Yes, anyone with a brokerage account can purchase Uber stock (ticker: UBER) on the New York Stock Exchange and become a partial owner. Each share represents fractional ownership and includes voting rights on shareholder matters. Many brokers also offer fractional shares, allowing investment with smaller amounts of capital.
Understanding who owns Uber reveals a company that has transitioned from founder-led startup to mature public corporation with dispersed institutional ownership. The ride-hailing giant's shareholder base includes the world's largest asset managers, early venture capital firms that believed in the vision when it was risky, and millions of retail investors participating in the gig economy's growth. Unlike some tech peers, Uber operates without founder supervoting control, giving institutional shareholders meaningful governance influence proportional to their economic stakes.
The evolution from Travis Kalanick and Garrett Camp's original vision to today's ownership structure reflects both triumph and turbulence. Early investors generated substantial returns despite the company's controversial path to profitability. Current shareholders face a different proposition: a profitable, diversified platform with established market positions but also intense competition and regulatory scrutiny.

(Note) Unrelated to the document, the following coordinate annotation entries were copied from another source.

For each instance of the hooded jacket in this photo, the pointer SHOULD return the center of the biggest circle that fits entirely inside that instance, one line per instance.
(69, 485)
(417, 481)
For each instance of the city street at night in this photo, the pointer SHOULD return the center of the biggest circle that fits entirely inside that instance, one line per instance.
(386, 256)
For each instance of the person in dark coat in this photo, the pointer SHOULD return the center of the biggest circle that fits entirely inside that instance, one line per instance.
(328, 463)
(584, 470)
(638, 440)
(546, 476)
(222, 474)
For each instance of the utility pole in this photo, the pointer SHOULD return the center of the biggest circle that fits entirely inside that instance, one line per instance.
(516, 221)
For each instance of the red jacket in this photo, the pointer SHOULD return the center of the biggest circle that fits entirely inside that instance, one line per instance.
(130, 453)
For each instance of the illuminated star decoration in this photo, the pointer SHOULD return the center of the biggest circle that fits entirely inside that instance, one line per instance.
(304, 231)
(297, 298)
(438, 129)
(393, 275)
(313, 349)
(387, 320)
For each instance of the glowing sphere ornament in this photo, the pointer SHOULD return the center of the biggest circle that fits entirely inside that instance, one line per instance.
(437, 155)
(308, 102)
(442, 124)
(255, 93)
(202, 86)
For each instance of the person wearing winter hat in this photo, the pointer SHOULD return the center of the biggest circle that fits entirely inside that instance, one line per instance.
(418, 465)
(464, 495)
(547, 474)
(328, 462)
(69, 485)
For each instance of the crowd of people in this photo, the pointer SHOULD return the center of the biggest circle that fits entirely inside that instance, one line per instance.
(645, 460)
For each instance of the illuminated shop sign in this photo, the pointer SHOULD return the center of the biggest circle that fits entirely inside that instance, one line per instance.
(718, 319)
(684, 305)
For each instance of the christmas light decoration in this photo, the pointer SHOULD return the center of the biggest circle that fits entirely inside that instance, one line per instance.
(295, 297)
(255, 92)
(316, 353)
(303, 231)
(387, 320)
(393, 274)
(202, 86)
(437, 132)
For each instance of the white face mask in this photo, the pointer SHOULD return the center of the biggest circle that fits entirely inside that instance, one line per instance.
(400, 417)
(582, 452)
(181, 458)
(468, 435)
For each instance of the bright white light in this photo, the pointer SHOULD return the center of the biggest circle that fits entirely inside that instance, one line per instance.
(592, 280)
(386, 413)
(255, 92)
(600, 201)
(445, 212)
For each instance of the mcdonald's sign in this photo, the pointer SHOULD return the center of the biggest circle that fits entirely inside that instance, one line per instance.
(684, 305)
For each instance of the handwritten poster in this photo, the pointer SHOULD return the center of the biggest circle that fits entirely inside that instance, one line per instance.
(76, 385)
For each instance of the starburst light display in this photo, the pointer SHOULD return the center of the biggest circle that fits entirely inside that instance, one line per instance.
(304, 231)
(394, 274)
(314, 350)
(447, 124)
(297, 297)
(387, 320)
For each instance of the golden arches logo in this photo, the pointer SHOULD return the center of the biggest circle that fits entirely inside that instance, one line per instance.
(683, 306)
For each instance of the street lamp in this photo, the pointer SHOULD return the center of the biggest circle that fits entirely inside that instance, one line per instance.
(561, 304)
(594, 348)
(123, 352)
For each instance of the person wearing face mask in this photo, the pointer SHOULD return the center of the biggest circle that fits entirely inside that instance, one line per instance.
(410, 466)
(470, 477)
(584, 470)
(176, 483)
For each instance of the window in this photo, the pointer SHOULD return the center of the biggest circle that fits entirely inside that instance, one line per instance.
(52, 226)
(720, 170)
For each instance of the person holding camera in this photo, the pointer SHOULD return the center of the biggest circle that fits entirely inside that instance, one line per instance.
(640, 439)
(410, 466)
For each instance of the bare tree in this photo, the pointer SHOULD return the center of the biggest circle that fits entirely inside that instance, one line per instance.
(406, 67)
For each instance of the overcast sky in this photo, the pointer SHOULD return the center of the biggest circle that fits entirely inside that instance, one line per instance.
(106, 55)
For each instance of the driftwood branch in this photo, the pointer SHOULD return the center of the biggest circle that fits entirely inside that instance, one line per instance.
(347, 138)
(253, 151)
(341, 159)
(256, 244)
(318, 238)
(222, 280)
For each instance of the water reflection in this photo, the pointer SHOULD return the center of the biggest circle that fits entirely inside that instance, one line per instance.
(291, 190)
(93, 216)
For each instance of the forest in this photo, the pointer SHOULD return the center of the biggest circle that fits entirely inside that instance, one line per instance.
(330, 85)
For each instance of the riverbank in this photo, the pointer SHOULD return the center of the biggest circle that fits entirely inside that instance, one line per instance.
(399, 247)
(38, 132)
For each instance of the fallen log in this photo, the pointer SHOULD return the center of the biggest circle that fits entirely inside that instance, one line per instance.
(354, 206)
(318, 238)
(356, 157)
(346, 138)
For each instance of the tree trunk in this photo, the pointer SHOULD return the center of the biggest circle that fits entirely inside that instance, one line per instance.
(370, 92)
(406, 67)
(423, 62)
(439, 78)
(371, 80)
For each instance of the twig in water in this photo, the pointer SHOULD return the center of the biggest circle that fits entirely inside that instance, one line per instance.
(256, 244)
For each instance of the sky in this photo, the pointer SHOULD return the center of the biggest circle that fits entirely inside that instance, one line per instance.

For investors considering Uber ownership today, the key consideration is whether the current valuation appropriately reflects the company's dominant positions in ride-hailing and delivery, balanced against competitive pressures and the capital-intensive nature of the business. The shareholder base suggests sophisticated investors believe in Uber's long-term potential, but the stock's volatility since its IPO demonstrates that ownership comes with meaningful risks alongside the opportunities.